Expression profiling reveals altered satellite cell numbers and glycolytic enzyme transcription in nemaline myopathy muscle

Abstract

The nemaline myopathies (NMs) are a clinically and genetically heterogeneous group of disorders characterized by nemaline rods and skeletal muscle weakness. Mutations in five sarcomeric thin filament genes have been identified. However, the molecular consequences of these mutations are unknown. Using Affymetrix oligonucleotide microarrays, we have analyzed the expression patterns of >21,000 genes and expressed sequence tags in skeletal muscles of 12 NM patients and 21 controls. Multiple complementary approaches were used for data analysis, including geometric fold analysis, two-tailed unequal variance t test, hierarchical clustering, relevance network, and nearest-neighbor analysis.
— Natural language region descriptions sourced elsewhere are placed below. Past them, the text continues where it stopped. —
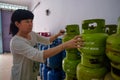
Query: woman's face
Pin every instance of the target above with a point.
(25, 26)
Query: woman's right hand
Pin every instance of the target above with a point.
(76, 42)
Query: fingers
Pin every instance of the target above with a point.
(79, 41)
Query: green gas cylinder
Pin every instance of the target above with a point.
(113, 45)
(93, 32)
(69, 66)
(92, 61)
(111, 29)
(72, 55)
(71, 31)
(108, 77)
(93, 52)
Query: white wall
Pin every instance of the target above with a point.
(65, 12)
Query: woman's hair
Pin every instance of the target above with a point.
(19, 15)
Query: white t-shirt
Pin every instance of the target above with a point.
(26, 58)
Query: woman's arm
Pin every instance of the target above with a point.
(76, 42)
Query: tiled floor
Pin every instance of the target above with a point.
(5, 66)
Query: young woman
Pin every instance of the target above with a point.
(25, 56)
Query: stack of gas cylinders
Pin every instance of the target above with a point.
(72, 58)
(92, 66)
(52, 68)
(113, 53)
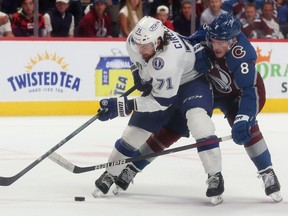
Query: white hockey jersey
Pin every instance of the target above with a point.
(168, 70)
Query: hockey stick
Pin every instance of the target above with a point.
(76, 169)
(6, 181)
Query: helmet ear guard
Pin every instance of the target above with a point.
(148, 30)
(225, 27)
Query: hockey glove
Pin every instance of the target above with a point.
(241, 129)
(140, 84)
(203, 62)
(114, 107)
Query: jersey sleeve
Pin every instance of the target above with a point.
(241, 62)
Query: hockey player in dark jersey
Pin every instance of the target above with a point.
(228, 58)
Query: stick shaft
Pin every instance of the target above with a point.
(76, 169)
(6, 181)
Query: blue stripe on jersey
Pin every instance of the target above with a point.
(124, 148)
(207, 147)
(263, 160)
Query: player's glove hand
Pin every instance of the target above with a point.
(140, 84)
(114, 107)
(203, 62)
(241, 129)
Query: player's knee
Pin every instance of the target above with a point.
(135, 136)
(200, 123)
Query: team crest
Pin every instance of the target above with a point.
(238, 52)
(158, 63)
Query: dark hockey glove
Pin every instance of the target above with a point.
(241, 128)
(204, 61)
(114, 107)
(140, 84)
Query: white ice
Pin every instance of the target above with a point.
(173, 184)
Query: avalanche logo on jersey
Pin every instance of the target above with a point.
(220, 80)
(154, 26)
(158, 63)
(238, 52)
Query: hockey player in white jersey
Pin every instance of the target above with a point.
(164, 61)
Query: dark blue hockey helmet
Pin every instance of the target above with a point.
(225, 27)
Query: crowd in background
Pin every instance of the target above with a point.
(116, 18)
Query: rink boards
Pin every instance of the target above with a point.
(56, 77)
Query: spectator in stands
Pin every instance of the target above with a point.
(173, 6)
(113, 8)
(75, 8)
(235, 7)
(269, 18)
(212, 11)
(253, 25)
(96, 23)
(5, 26)
(163, 15)
(282, 9)
(58, 21)
(182, 22)
(46, 5)
(129, 15)
(23, 21)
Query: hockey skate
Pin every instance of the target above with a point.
(215, 188)
(125, 178)
(103, 184)
(271, 184)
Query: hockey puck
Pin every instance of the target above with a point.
(79, 199)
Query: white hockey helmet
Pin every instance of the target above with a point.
(148, 30)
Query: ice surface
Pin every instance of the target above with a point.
(173, 184)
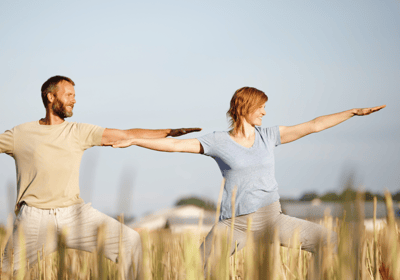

We report the identification of high satellite cell populations in NM and the significant down-regulation of transcripts for key enzymes of glucose and glycogen metabolism as well as a possible regulator of fatty acid metabolism, UCP3. Interestingly, transcript level changes of multiple genes suggest possible changes in Ca(2+) homeostasis. The increased expression of multiple structural proteins was consistent with increased fibrosis. This comprehensive study of downstream molecular consequences of NM gene mutations provides insights in the cellular events leading to the NM phenotype.

Figures

Figure 1

NM and normal samples cluster independently by hierarchical clustering. Dendrogram generated by treeview (at top) reveals correlations between data sets for 34 specimens (middle) and identifies separate clusters for NM and normal muscles. The bottom part of the figure depicts signal strengths for a representative gene cluster, in which each row reflects the expression levels of one probe set across all samples. Color indicates relative signal levels, with red indicating the highest and green indicating the lowest expression.

Figure 2

Confirmatory studies of UCP3 and β-tubulin, at the transcript and protein levels. (A) UCP3 gene expression levels by quantitative reverse transcriptase PCR, for three representative normal (T145, T147, and T178) and NM (T68, T80, and T39) samples. UCP3 mRNA concentration is higher in normal than NM samples, and therefore peaks at an earlier cycle. (B) Immunoblotting reveals higher UCP3 protein levels in NM than in normal samples (Top). Specimens are indicated above. Ponceau S staining (PonS, Bottom) was used to ensure even loading of all protein samples. β-Tubulin also appears increased by immunoblotting in NM samples (β-TU, Middle). IF for β-tubulin in representative samples T146 (normal) (C) and T41 (NM) (D) reveals localization to connective tissue and not muscle fibers. (Bar = 50 μm.)

Figure 3

Identification of satellite cells in NM muscle. Indirect IF for NCAM1 (A–C) or PAX7 (D–F) is shown in green. 4′,6-Diamidino-2-phenylindole (DAPI)-counterstained nuclei (B, C, E, and F) are shown in blue. Putative satellite cells (arrows) are located peripheral to the myofibers and are surrounded by NCAM1-positive plasma membrane. (G–I) Lower-power views of satellite cells stained for PAX7 (appearing as small white dots) in normal biopsy, T137 (G), and two NM biopsies, T41 (H) and T43 (I). [Bars = 20 μm (A–F) and 50 μm (G–I).]

Figure 4

Highlights of key changes in cell cycle, differentiation, and metabolism-related transcripts. (A) Representative steps from pathways involved in cell cycle regulation and myogenesis. Significantly underexpressed (in red) and overexpressed (in green) genes were identified by using fold and t test analysis (Table 3). The CCND2/CDK4 pathway seems to be overall promoted, whereas the c-Fos and c-Jun pathways appear inhibited at the transcriptional level. Myogenesis-related genes are underexpressed. (B) Overall underexpression of key enzymes from the glucose and glycogen metabolic pathways (Table 3).